Andächtig warteten sie zwei Minuten, die Harry und Lily wie eine Ewigkeit vorkamen. Dann veränderte sich auf einmal die Farbe des Tranks. "Herzlichen Glückwunsch, Mrs. Potter!", sagte Madam Pomfrey lächelnd. "Sie bekommen ein kleines Mädchen und einen kleinen Jungen!"

Harry umarmte Lily und beide strahlten. Er wischte sich sogar verstohlen eine Träne weg, die sich in seine Augen verirrt hatte. Sein heimlicher Wunsch war in Erfüllung gegangen. Er würde eine kleine Schwester bekommen. Und schon jetzt schwor er sich, sie um jeden Preis zu beschützen. Das gleiche galt natürlich auch für seinen kleinen Bruder.
Madam Pomfrey ging nun zurück in ihr Büro und Lily stand wieder vom Bett auf. Albus kam derweil aus Madam Pomfreys Büro zurück, wo er während der Untersuchung gewartet hatte. Auch er strahlte, als Lily ihm die guten Nachrichten mitteilte. Madam Pomfrey überreichte Lily jetzt noch einen Trank, der gegen Übelkeit wirken sollte.

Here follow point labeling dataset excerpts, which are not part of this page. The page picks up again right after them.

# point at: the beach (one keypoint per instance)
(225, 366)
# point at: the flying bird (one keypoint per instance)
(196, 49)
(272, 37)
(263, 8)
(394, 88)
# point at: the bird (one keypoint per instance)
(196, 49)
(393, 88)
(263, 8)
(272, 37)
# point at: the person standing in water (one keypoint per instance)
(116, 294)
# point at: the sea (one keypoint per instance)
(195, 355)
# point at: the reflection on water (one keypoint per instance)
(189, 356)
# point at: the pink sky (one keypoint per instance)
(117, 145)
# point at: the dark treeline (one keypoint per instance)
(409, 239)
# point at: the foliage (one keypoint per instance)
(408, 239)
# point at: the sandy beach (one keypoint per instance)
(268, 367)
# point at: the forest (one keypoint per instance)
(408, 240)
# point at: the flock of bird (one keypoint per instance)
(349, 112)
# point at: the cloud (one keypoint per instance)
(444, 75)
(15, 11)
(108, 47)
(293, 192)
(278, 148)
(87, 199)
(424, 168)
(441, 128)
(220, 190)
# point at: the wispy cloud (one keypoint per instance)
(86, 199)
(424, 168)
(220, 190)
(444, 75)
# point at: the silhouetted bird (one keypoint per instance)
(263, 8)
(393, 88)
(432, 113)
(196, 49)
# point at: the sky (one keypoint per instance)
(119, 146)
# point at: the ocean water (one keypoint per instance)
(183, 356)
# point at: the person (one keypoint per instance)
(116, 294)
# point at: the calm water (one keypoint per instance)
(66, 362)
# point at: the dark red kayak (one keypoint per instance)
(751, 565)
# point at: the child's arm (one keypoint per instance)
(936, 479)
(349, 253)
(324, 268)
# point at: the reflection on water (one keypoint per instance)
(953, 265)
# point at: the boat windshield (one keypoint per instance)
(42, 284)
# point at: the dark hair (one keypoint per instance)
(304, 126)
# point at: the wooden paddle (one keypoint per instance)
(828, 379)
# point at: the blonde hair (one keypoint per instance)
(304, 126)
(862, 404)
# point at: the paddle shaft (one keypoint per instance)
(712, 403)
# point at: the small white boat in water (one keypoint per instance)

Harry und Lily liefen jetzt, unter den Tarnumhängen verborgen, neben Albus her aus dem Krankenflügel heraus die Treppen herunter. Auf einmal kam ihnen vom Fuß der Treppe ein Mann mit wehendem Umhang und schwarzen Haaren entgegen, den Harry als Severus Snape erkannte. Er sah deutlich jünger aus als in Harrys Erinnerung und der bittere Zug um seinen Mund war noch nicht so ausgeprägt.
Offenbar war auch Lily so überrascht, dass sie vergaß, auf ihre Füße zu achten. Plötzlich sank sie unvermittelt mit dem linken Bein in eine Trickstufe. Sie ruderte mit den Armen, um das Gleichgewicht zu halten, doch dabei rutschte ihr der Tarnumhang vom Kopf. Snape erstarrte, als er Lilys Gestalt vor sich auf der Treppe sah.

Lily steckte nun in der Trickstufe fest und Harry wagte es nicht, auch seinen Tarnumhang abzulegen und sich vor Snape zu zeigen. Auch Albus war zunächst erschrocken stehen geblieben, jetzt aber zog er mit einer erstaunlichen Kraft Lily aus ihrer unbequemen Position wieder nach oben.
"Lily!", rief Snape überrascht und erfreut. "Bei Merlin, was machst du denn hier?" Er stockte kurz und kam näher. "Ich freue mich, dich wiederzusehen, Lily, ich hatte befürchtet, du seiest tot." Bei den letzten Worten zitterte seine Stimme leicht.
"Severus", antwortete Lily leise. "Ja, ich, ähmmm ... freut mich auch, dich wiederzusehen." Snape schien überrascht, freute sich dann aber sehr darüber, dass sie nicht abweisend war.

"Was machst du denn hier?", wiederholte er seine Frage. "Du solltest dich verstecken, jetzt, da der Dunkle Lord hinter dir und deiner Familie her ist."
"Ich hatte Lily gebeten, mich für die Erörterung einiger Fragen nach Hogwarts zu begleiten, Severus", antwortete Albus für Lily. "Nun jedoch müssen wir wieder zurückkehren. Würden Sie bitte heute Abend gegen acht Uhr in mein Büro kommen? Ich würde gerne etwas mit Ihnen besprechen; Sie wissen, worüber."
Snape nickte mit unergründlicher Miene, während Albus weiterging und Lily sich wieder den Tarnumhang überzog.
"Pass auf dich auf, Lily", sagte Snape, als er sie vorbeigehen spürte. "Ich hoffe, ich sehe dich bald wieder."
"Danke, Severus", erwiderte Lily leise. "Wir werden uns sicher wiedersehen."

Mit diesen Worten ging sie hinter Albus her Richtung Eingangshalle. Harry folgte ihr und zu dritt verließen sie das Schloss wieder und gingen nach Hogsmeade. Dort fassten sie Albus wieder bei den Armen und Sekunden später standen sie wieder vor Sirius' Haus.